Sorry for the late reply, dont often check the fish forums these days!

As said, sand is great, they dont tend to kick the sand up when they swim there very graceful and hover mid level usually.

No chance of being shocked through the glass.

I haven't tried anything else, oh there's some banjo catfish in there (i think still!) I wouldn't risk anything that you value though.

Good clean water! Just avoid the extremes on PH and hardness and keep nitrates down to avoid disease and encourage good growth.

As for cleaning I use a piece of 25mm rigid pipe with 1" flexi pipe stuck on the end to drain my tanks, I just make sure my hands are out the water and try and keep the end of the pipe away from him as he's just started attacking it sometimes.

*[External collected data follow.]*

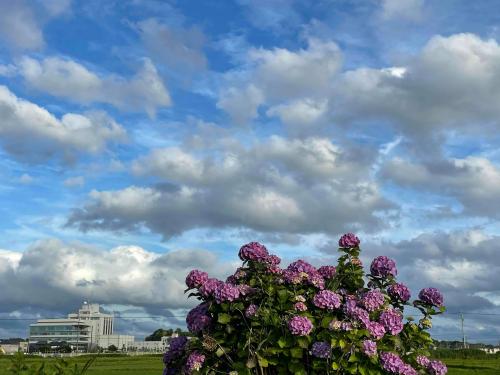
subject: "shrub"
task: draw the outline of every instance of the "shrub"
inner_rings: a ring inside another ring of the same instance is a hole
[[[441,293],[423,289],[412,303],[422,319],[404,322],[410,291],[396,282],[395,262],[375,258],[365,280],[359,239],[342,236],[339,251],[336,267],[298,260],[281,269],[252,242],[226,281],[191,271],[186,292],[201,301],[186,319],[195,337],[172,340],[164,374],[445,374],[428,358]]]

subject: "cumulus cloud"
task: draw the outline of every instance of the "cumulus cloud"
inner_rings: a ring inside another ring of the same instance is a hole
[[[136,28],[149,54],[158,63],[184,74],[205,70],[207,59],[203,47],[206,38],[198,27],[167,25],[149,18],[137,23]]]
[[[39,49],[45,44],[40,21],[23,0],[0,2],[0,37],[19,49]]]
[[[167,88],[149,59],[144,59],[142,68],[130,79],[98,75],[60,57],[25,57],[20,73],[31,87],[77,103],[109,103],[126,111],[146,111],[151,117],[158,108],[171,105]]]
[[[72,187],[82,187],[85,185],[85,178],[83,176],[69,177],[64,180],[64,186]]]
[[[195,302],[184,295],[193,268],[224,277],[234,265],[206,250],[165,254],[138,246],[98,249],[82,243],[46,239],[23,252],[0,251],[0,312],[16,309],[69,312],[83,299],[142,308],[183,309]]]
[[[418,21],[422,18],[424,0],[382,0],[381,18]]]
[[[499,66],[500,46],[493,39],[435,36],[405,66],[344,72],[331,110],[340,123],[384,121],[425,154],[432,138],[446,131],[498,129]]]
[[[50,158],[73,161],[95,154],[109,142],[125,140],[125,130],[103,113],[66,113],[60,119],[0,86],[0,144],[13,157],[39,163]]]
[[[486,158],[422,163],[395,158],[384,164],[380,175],[408,189],[453,197],[465,215],[499,217],[500,169]]]
[[[92,191],[69,225],[82,230],[138,229],[166,238],[193,228],[248,228],[259,232],[339,233],[375,230],[379,213],[394,206],[366,179],[367,154],[342,150],[326,138],[278,136],[218,156],[181,148],[136,160],[137,175],[161,184]],[[318,199],[321,197],[321,199]]]
[[[307,41],[307,48],[296,51],[253,48],[245,67],[227,73],[217,105],[241,121],[255,117],[264,103],[323,98],[331,89],[341,60],[334,42],[314,38]]]

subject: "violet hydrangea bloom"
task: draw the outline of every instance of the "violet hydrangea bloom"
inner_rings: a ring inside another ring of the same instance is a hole
[[[314,267],[312,264],[309,264],[305,260],[302,260],[302,259],[299,259],[293,263],[290,263],[290,265],[286,269],[290,270],[290,271],[294,271],[294,272],[305,272],[308,274],[318,272],[316,267]]]
[[[364,340],[363,341],[363,353],[365,353],[368,357],[373,357],[377,354],[377,343],[372,340]]]
[[[372,276],[376,277],[396,276],[398,274],[396,263],[385,255],[378,256],[373,260],[370,272]]]
[[[396,283],[387,288],[387,293],[396,299],[402,302],[408,302],[411,297],[410,289],[404,284]]]
[[[368,322],[366,324],[366,329],[370,335],[377,340],[381,339],[385,335],[385,327],[378,322]]]
[[[198,333],[206,329],[212,319],[208,316],[208,306],[202,303],[192,309],[186,316],[186,323],[189,332]]]
[[[320,309],[338,309],[340,307],[340,296],[331,290],[322,290],[314,296],[313,303]]]
[[[320,268],[318,268],[318,272],[325,279],[329,280],[333,279],[335,273],[337,272],[337,269],[334,266],[321,266]]]
[[[208,280],[208,273],[192,270],[186,276],[186,285],[188,288],[199,288]]]
[[[319,272],[312,272],[308,274],[308,280],[311,285],[318,289],[325,289],[325,279]]]
[[[418,294],[418,299],[433,306],[443,306],[443,295],[436,288],[424,288]]]
[[[415,370],[411,365],[408,363],[403,363],[401,365],[401,368],[399,369],[399,374],[400,375],[418,375],[417,370]]]
[[[172,363],[172,361],[174,361],[177,357],[179,357],[183,353],[187,341],[188,339],[186,336],[178,336],[170,340],[168,350],[163,355],[163,363],[168,365],[169,363]]]
[[[281,263],[281,258],[277,255],[271,254],[267,257],[266,262],[273,266],[277,266]]]
[[[266,247],[258,242],[250,242],[243,245],[238,255],[241,260],[253,260],[256,262],[265,262],[269,257]]]
[[[296,302],[293,308],[297,311],[307,311],[307,306],[304,302]]]
[[[205,355],[196,351],[192,352],[186,360],[186,373],[191,374],[195,370],[199,371],[203,366],[203,362],[205,362]]]
[[[417,356],[417,363],[422,367],[427,367],[431,363],[431,360],[425,355],[419,355]]]
[[[213,296],[215,289],[217,289],[217,287],[220,284],[223,284],[223,282],[220,280],[217,280],[214,278],[208,279],[207,281],[205,281],[205,283],[199,289],[201,295],[205,298]]]
[[[353,233],[346,233],[339,239],[339,246],[343,248],[351,248],[359,246],[361,241]]]
[[[248,296],[255,292],[255,289],[247,284],[239,284],[236,287],[238,288],[238,290],[240,291],[240,295],[242,296]]]
[[[399,370],[404,365],[404,362],[401,360],[401,358],[399,358],[397,354],[390,352],[380,353],[380,362],[382,364],[382,368],[392,374],[399,374]]]
[[[330,358],[332,355],[332,347],[324,341],[316,341],[312,344],[311,354],[317,358]]]
[[[254,317],[255,315],[257,315],[257,309],[258,309],[257,305],[254,305],[254,304],[252,303],[250,306],[248,306],[248,307],[246,308],[246,310],[245,310],[245,316],[246,316],[247,318],[252,318],[252,317]]]
[[[240,297],[240,290],[236,285],[220,283],[214,292],[217,303],[233,302]]]
[[[306,316],[294,316],[288,321],[288,329],[292,335],[307,336],[313,330],[313,324]]]
[[[368,311],[375,311],[385,302],[385,297],[380,290],[370,290],[363,295],[361,303]]]
[[[448,372],[448,367],[441,361],[430,361],[427,365],[427,371],[431,375],[445,375]]]
[[[396,309],[389,309],[380,314],[379,322],[391,335],[397,335],[403,330],[403,316]]]

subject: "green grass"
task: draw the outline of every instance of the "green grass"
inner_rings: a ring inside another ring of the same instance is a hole
[[[84,364],[89,357],[69,358],[70,363]],[[51,363],[52,358],[42,359],[39,357],[27,357],[26,363],[31,366],[35,363],[45,360]],[[9,356],[0,357],[0,375],[7,375],[7,368],[10,365]],[[86,375],[161,375],[163,363],[161,355],[142,355],[142,356],[102,356],[98,357],[89,369]]]
[[[88,357],[71,358],[72,363],[84,363]],[[28,365],[41,361],[41,358],[28,357]],[[47,358],[46,361],[53,361]],[[449,375],[498,375],[500,374],[500,359],[445,359]],[[7,375],[9,357],[0,357],[0,375]],[[163,364],[161,356],[102,356],[97,358],[88,375],[161,375]]]

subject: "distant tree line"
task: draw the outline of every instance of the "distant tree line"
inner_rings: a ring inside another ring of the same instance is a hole
[[[178,334],[179,336],[191,336],[190,332],[183,331],[180,328],[176,328],[176,329],[159,328],[156,331],[154,331],[151,335],[147,336],[144,339],[144,341],[161,341],[161,338],[163,336],[172,336],[174,333]]]

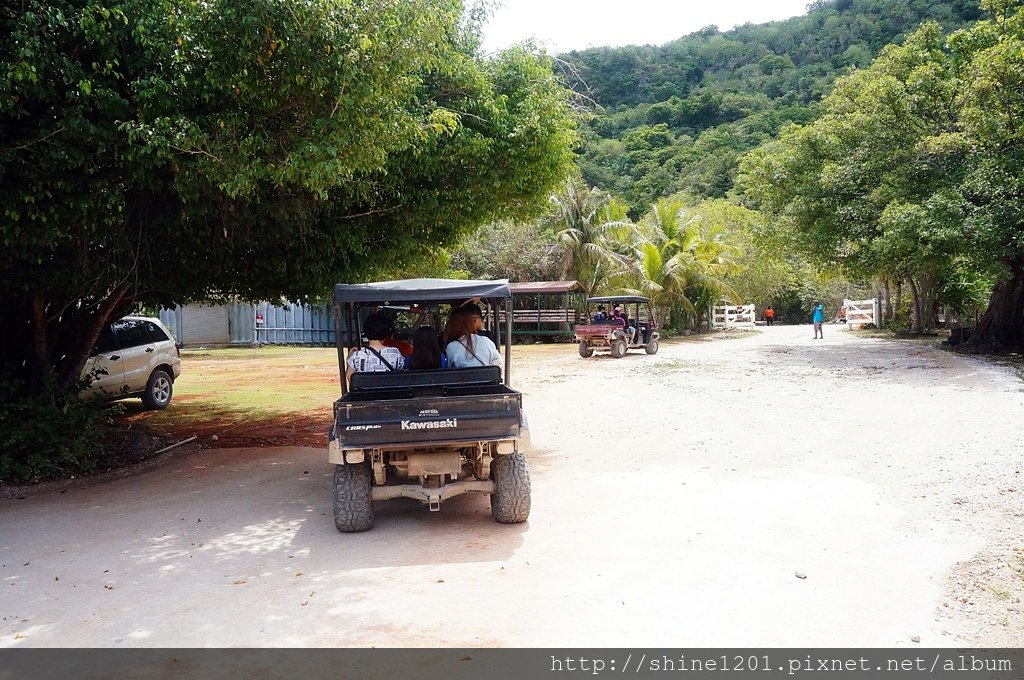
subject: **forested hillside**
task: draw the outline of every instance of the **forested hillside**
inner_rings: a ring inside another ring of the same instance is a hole
[[[634,216],[678,191],[724,197],[739,156],[813,120],[837,77],[923,21],[949,32],[981,17],[978,0],[818,0],[786,21],[563,54],[597,105],[578,159],[584,179]]]

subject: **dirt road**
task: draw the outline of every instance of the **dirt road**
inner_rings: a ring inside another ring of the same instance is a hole
[[[309,448],[0,501],[0,647],[1024,645],[1024,383],[825,332],[517,347],[525,525],[338,534]]]

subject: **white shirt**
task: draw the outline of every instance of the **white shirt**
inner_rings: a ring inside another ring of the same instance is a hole
[[[501,366],[501,354],[494,346],[491,339],[485,335],[473,335],[473,354],[469,353],[463,343],[466,336],[458,340],[452,340],[445,347],[444,353],[448,355],[448,365],[451,368],[473,368],[475,366]],[[473,355],[476,356],[473,356]]]
[[[405,359],[402,358],[402,353],[398,351],[397,347],[381,347],[379,350],[380,355],[387,359],[387,362],[391,364],[391,368],[385,366],[380,357],[370,351],[368,347],[363,347],[357,352],[350,352],[348,355],[348,367],[356,371],[379,373],[380,371],[400,371],[405,366]]]

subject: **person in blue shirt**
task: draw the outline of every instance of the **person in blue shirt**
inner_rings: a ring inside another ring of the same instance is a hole
[[[825,339],[825,331],[821,329],[821,324],[825,322],[825,305],[821,304],[817,300],[811,303],[811,323],[814,324],[814,339],[821,338]]]

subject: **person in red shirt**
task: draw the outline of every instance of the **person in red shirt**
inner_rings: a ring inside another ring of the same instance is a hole
[[[389,335],[388,337],[384,338],[384,346],[394,347],[399,352],[401,352],[402,356],[405,357],[406,359],[412,356],[412,344],[406,342],[405,340],[398,340],[395,338],[394,335]]]
[[[775,310],[772,309],[771,305],[764,310],[764,320],[769,326],[775,325]]]

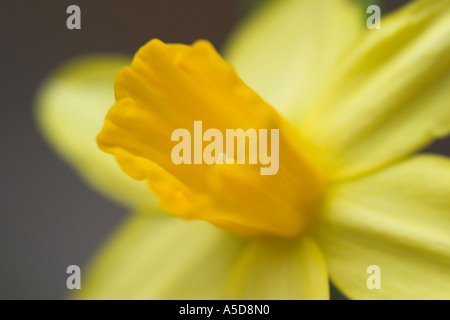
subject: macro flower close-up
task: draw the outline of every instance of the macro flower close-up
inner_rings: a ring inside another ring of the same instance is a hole
[[[128,208],[75,299],[450,299],[450,1],[268,0],[62,64],[39,130]],[[95,213],[92,213],[95,214]]]

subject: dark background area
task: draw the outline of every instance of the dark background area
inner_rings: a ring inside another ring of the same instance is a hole
[[[278,1],[278,0],[276,0]],[[133,54],[157,37],[220,48],[244,0],[3,1],[0,10],[0,299],[61,299],[66,268],[84,266],[126,210],[102,198],[46,145],[32,107],[41,81],[82,53]],[[406,1],[386,1],[392,9]],[[66,9],[81,8],[81,30]],[[441,153],[448,140],[430,147]],[[447,153],[448,154],[448,153]],[[332,297],[343,298],[333,290]]]

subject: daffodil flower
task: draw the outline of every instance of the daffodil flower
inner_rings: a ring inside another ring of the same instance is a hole
[[[59,69],[43,132],[135,212],[77,298],[328,299],[331,279],[355,299],[449,299],[450,161],[414,153],[450,132],[450,1],[414,1],[381,30],[365,17],[356,1],[273,1],[225,59],[152,40],[123,69]],[[278,173],[175,165],[171,133],[196,120],[279,129]]]

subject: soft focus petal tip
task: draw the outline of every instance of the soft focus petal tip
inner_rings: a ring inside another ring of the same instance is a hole
[[[130,180],[95,136],[114,102],[117,72],[130,58],[90,54],[56,68],[37,92],[34,116],[50,146],[95,190],[128,207],[155,207],[145,183]]]

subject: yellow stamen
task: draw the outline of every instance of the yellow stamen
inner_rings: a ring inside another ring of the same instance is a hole
[[[322,194],[319,171],[295,131],[209,42],[150,41],[119,73],[115,92],[98,145],[131,177],[146,179],[168,213],[247,236],[304,230]],[[218,129],[224,137],[227,129],[278,129],[279,170],[261,175],[260,163],[227,164],[225,149],[216,153],[224,164],[175,164],[172,133],[193,132],[196,121],[203,132]]]

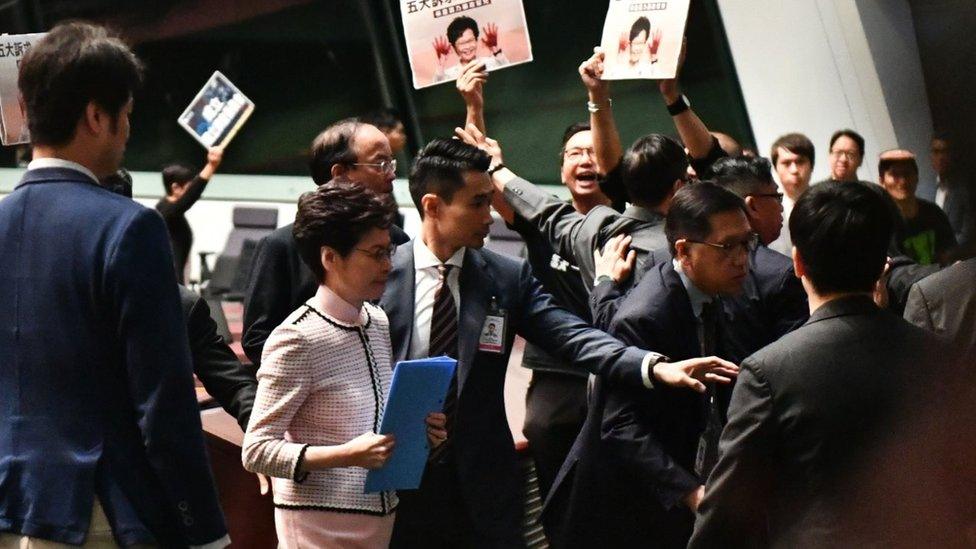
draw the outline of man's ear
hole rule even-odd
[[[746,210],[748,210],[750,212],[756,211],[756,197],[754,197],[754,196],[747,196],[745,198],[744,202],[746,203]]]
[[[81,120],[78,121],[78,129],[90,136],[96,136],[102,133],[102,125],[109,121],[108,114],[94,101],[89,101],[85,105]]]
[[[420,198],[420,207],[424,210],[424,219],[428,217],[437,219],[442,205],[441,197],[434,193],[427,193]]]
[[[338,259],[339,254],[329,246],[322,246],[319,249],[319,261],[322,262],[322,267],[329,271],[336,264],[336,259]]]
[[[348,172],[349,172],[349,166],[341,162],[336,162],[335,164],[332,165],[332,170],[330,171],[330,175],[332,176],[332,179],[335,179],[337,177],[345,176]]]
[[[679,238],[674,242],[674,258],[678,260],[681,267],[687,269],[691,264],[691,258],[689,253],[688,241],[684,238]]]
[[[803,263],[803,256],[800,255],[800,250],[793,246],[793,272],[796,273],[797,278],[803,278],[807,276],[807,266]]]

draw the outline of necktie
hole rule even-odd
[[[434,311],[430,318],[430,348],[429,354],[435,356],[449,356],[456,359],[458,356],[457,342],[457,308],[454,305],[454,295],[451,294],[450,285],[447,277],[453,265],[439,265],[437,271],[440,274],[441,286],[434,294]],[[434,448],[430,452],[429,461],[440,461],[444,457],[447,447],[451,442],[451,433],[454,428],[454,412],[457,408],[457,370],[451,378],[451,385],[447,389],[444,397],[444,415],[447,416],[447,440],[443,444]]]
[[[718,327],[718,315],[721,304],[713,299],[702,306],[701,322],[698,325],[698,341],[701,346],[701,356],[715,354],[715,333]],[[718,409],[718,397],[715,384],[706,385],[707,398],[705,410],[705,430],[698,439],[698,455],[695,457],[695,472],[705,481],[708,474],[718,461],[718,441],[722,436],[722,418]]]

Good luck with your new eel!
 
I miss my E-eels! I've had two, one I lost due extreme stupidity on my part...I left the heater unplugged after a water change...in Feb...and I was out of the house for a week...it got a terrible bacterial thing...

And the second one I had for several months and was doing good, then a few days after feeding, the body swelled up to the size of a tennis ball, like it was filled with water. It was really weird, I've never seen that happen to a fish (and I managed a big LFS for several years).
 
Sorry I missed the pm about this thread.
I sold mine cheap and I do miss it.
Real easy to keep mine was eating hikari cichlid gold pellets and cichlids! lol
He shared a tank with an applesnail that suvived with him the entire time I had it.A few kribs lasted a few weeks then dissapeared one day.Mine was more active at night so if you get one like that moonlights might be in order.I didnt expect it to be a digger but he did a pretty good job of trying to bury the sponge filter under the sand.